COLUMBIA — Ben Schulz walked down Ninth Street carrying what looked like a plastic spider. Wires jutted out of the elongated rectangle, mimicking little arachnid legs.
“This is progress,” Schulz said, lifting the object. “We’ve been doing something.”
The elongated rectangle has nothing to do with spiders; it is a small computer known as a micro-controller soldered to a network of light bulbs. This is one of many projects designed in MU’s fledgling hackerspace, a campus club that promotes technological inquiry, research and exchange of intellectual capital.
Schulz, a second-year master’s student in computer science, is running the club with Ian Graves, a computer science Ph.D. candidate. Bill Harrison, a computer science professor at MU, serves as the club’s faculty adviser.
While the group uses many of the research facilities already on campus, its research pursuits will differ from more conventional campus-based research. Schulz explained that campus-based research generally involves competition for resources, while a hackerspace is a commons where resources are pooled and provided to a broad range of participants who can pursue their curiosities.
The hackerspace recently gained the status of an official campus club. This gives the group a “banner to operate under,” Graves said.
“It’s nice that we have official club status,” Schulz said. “We are recognized by the campus, and we can reserve rooms to work in.”
Since the group’s inception, attendance numbers at the meetings have steadily increased.
“We will see anywhere from 10 to 20 people in the club,” Graves said. “Since we kind of do what we want, people show up when they’re interested in working on a specific project.”
The club, which meets at 4:30 p.m. Wednesdays on the third floor of Engineering Building North, has made efforts to diversify its projects to incorporate students from disciplines outside of computer science.
This involves a bit of a balancing act. The hackerspace has been able to draw information technology students by conducting projects pertaining to Web design.
“We’re trying to integrate hardware and Web stuff,” Schulz said. “We want people from all aspects.”
The hardware projects focus mostly on working with microcontrollers, which are inexpensive, single-chip computers, Schulz said. He added that the group’s Web-based projects deal with various forms of Web design coding programs.
Schulz and Graves hope to extend the group’s sphere of interest further, beyond the academic realm of computer science. But they recognize doing so will take time and what Schulz calls “the right hook.”
“It’s going to take something particularly special,” he said. “It may have to be a project that’s fairly easy and that also has broad appeal.”

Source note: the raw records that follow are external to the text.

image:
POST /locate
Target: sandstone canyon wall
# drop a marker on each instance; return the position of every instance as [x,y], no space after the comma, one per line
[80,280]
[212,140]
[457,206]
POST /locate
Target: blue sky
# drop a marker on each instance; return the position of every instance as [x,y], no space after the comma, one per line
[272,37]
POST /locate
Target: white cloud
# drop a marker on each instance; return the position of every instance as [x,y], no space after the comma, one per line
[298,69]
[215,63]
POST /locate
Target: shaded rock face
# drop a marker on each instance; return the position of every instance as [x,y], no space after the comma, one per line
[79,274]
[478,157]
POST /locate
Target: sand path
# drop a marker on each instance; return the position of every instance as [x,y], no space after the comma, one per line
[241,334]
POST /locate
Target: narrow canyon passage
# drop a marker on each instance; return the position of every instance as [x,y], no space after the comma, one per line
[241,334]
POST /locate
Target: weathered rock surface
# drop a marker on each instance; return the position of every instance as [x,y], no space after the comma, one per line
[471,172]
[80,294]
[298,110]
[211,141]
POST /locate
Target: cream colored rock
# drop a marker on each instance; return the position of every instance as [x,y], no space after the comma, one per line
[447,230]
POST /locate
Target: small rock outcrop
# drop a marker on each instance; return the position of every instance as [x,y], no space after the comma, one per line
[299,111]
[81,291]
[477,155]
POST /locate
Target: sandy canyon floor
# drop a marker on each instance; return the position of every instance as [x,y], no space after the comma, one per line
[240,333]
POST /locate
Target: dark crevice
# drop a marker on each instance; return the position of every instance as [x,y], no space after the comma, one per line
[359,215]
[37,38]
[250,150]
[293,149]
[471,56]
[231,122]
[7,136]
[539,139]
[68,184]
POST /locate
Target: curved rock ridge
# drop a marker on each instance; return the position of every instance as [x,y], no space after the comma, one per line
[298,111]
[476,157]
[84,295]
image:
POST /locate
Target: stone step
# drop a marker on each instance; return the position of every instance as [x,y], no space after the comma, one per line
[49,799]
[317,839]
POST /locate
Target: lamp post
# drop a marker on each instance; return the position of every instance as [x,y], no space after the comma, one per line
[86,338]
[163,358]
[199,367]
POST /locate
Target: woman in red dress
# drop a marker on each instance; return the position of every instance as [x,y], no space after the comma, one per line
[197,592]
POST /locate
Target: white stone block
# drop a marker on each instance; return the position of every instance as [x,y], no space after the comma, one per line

The duo hopes that a project like the Drawdio could be that hook. Schulz describes the Drawdio as “a really simple gizmo” that electronically links up to a pencil and uses the conductivity of the graphite to produce musical tones
For the time being, Schulz and Graves are pleased with the growth of the MU hackerspace, which began in late August
“We created the culture of interest where people want to do things,” Schulz said. “We’ve localized with an actual, physical space where people can meet. That’s what’s supposed to happen.”